As a college student, we constantly undergo pressure. Pressure to do well in school. Pressure to maintain relationships. Pressure to be successful. We build such a large expectation for ourselves that we end up working ourselves sick. We’re always tired from completing projects and assignments to the best of our abilities. Sometimes we feel unwell, but we know that we need to finish our classwork and get a good grade. For me, these past two weeks have been extremely exhausting. With spring break just around the corner, all my classes have had projects and tests due in a small-time frame. This is also followed by constant reminder from friends and family that the deadline for the nursing application is due soon.

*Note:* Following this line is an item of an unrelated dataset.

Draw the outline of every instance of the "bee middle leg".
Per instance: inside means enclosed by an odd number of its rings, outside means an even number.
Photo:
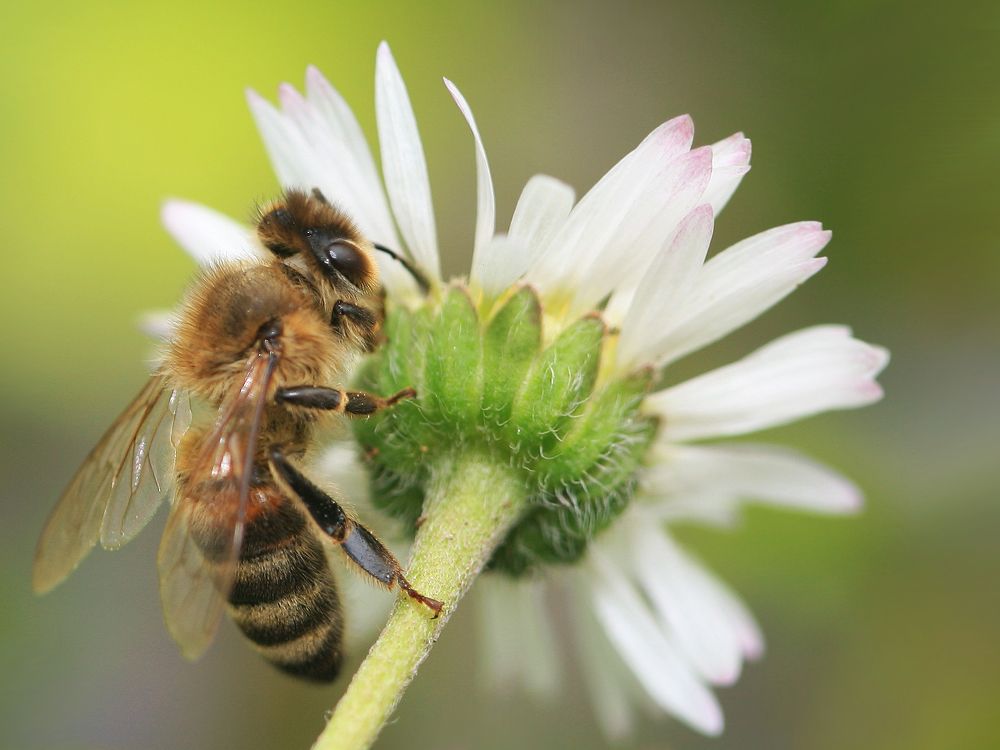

So, what is “The Big S”? After the reading the top you can probably guess that it stands for stress.  Stress is a huge issue among college students. It doesn’t matter what major you’re in or what your researching, eventually we all experience stress. However, something we can control is how much stress we deal with at a time. Time management is an important skill to learn. I personally suck at managing my time. This is probably why I have felt so tired over the past couple of weeks. Every time I talk to my friends, I tell them I need to take a nap. I also think it’s funny because I wrote about mental health issues like stress for my multimodal and ended up suffering from symptoms of mental exhaustion. My point is that it’s important to give yourself space to breath. I also know that I can’t be the only going through this right now.

With spring break little over a week away, you may feel buried under assignments. Believe me when I say I’m counting down the days until I can finally relax. However, I personally would like to go into the break knowing I did the best I could before Midterms. I’m still going to force myself to finish assignments as best I could, but I am going to plan better. If I am going to give myself as much time to work on projects I need to work ahead of time. I always get annoyed with this phrase because I believe I work better under pressure. However, that is no longer an option. I honestly think that all the stress I am dealing with is affecting both my mental and physical health. I will start to use resources like campus coaches to help me cope form here on out. I totally recommend other to do the same.